Mods, this thread deserves a sticky.


So true!

I'm really impressed with how viable a microwave generated plasma system for synthesis of NO2/HNO3 looks.

Here's my dream design:

Use a standard air compressor to supply the reaction with ~100psi air. The energy cost of compressing the air is minimal, on the order of 20w/m^3/h of atmospheric pressure air compressed to 100psi. Of course the compressor itself is expensive, but many already have access to them for other purposes. And for small personal use amounts of HNO3, a very small cheap compressor would provide plenty of air.

The reactor would consist of one or more microwave oven magnetrons attached to the necessary waveguides which concentrate and focus the microwaves on a air inlet nozzle. The waveguide and reaction chamber design will no doubt require the most R&D for me. If anyone has references useful in the design of waveguides I'm sure many would appreciate them being posted.

Directly after the pressurized air stream has passed through the plasma it would be expanded through a simple converging-diverging venturi nozzle. Cooling water would be sucked into the nozzle to aid rapid cooling. Or it could be pumped in upstream of it, etc. According to various references, if the venturi is sized correctly cooling rates of over 10^7K/s are achievable. That means over 75% possibly up to 90% of the NO formed will remain undecomposed upon cooling. Hopefully the amount of cooling water added could be kept close to the amount needed to form your desired concentration of HNO3.
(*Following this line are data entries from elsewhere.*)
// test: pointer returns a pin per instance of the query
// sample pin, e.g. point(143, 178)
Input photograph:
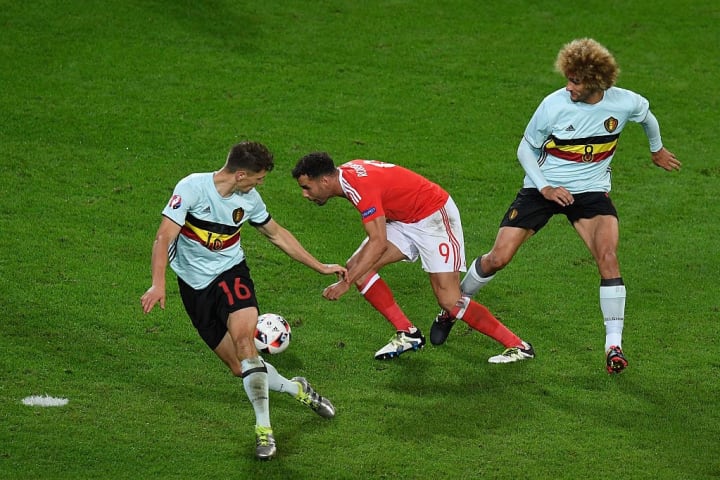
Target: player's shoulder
point(621, 94)
point(195, 179)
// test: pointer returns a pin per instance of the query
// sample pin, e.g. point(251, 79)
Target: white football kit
point(577, 141)
point(209, 241)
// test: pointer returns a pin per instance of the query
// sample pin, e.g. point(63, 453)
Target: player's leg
point(241, 330)
point(377, 293)
point(297, 387)
point(484, 267)
point(478, 317)
point(527, 214)
point(601, 233)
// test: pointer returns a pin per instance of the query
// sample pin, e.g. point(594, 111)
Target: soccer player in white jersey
point(566, 152)
point(199, 236)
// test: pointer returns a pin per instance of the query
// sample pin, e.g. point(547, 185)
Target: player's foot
point(399, 343)
point(308, 396)
point(441, 327)
point(615, 360)
point(514, 354)
point(264, 443)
The freshly cooled expanded gasses would then be passed at a slow rate through a column of activated carbon to allow the reactions that form HNO3 to run to completion.

Based on the papers linked above and others, I calculated that one standard size magnetron should be able to yield at least 1kg of HNO3 per day. If cooling rates and wave guides can be optimized it could be even higher. At my power prices that comes to about $3.50/kg HNO3. The compressed air needed is minute, on the order of 0.1 CFM@100psi. Considering it should provide very high purity HNO3 and the system would require little attention and almost no materials would be consumed, I think it looks pretty damn good! Oh and it should be pretty easy to scale up :D

Besides making HNO3, I think the NO(2) produced could have many other interesting uses. Panclastites anyone? And oxidation to N2O5 looks extremely appealing too.
I can't begin to put into words how unhappy it makes me to realize I won't have a chance to try this out for quite a long time..

On a less related note, I found it interesting that running methane through a plasma then rapid quench process can achieve good yields of acetylene and hydrogen. I wonder what other fun things could be done with one?
Refs, refs, and more refs.

[Edited on 21-7-2011 by 497]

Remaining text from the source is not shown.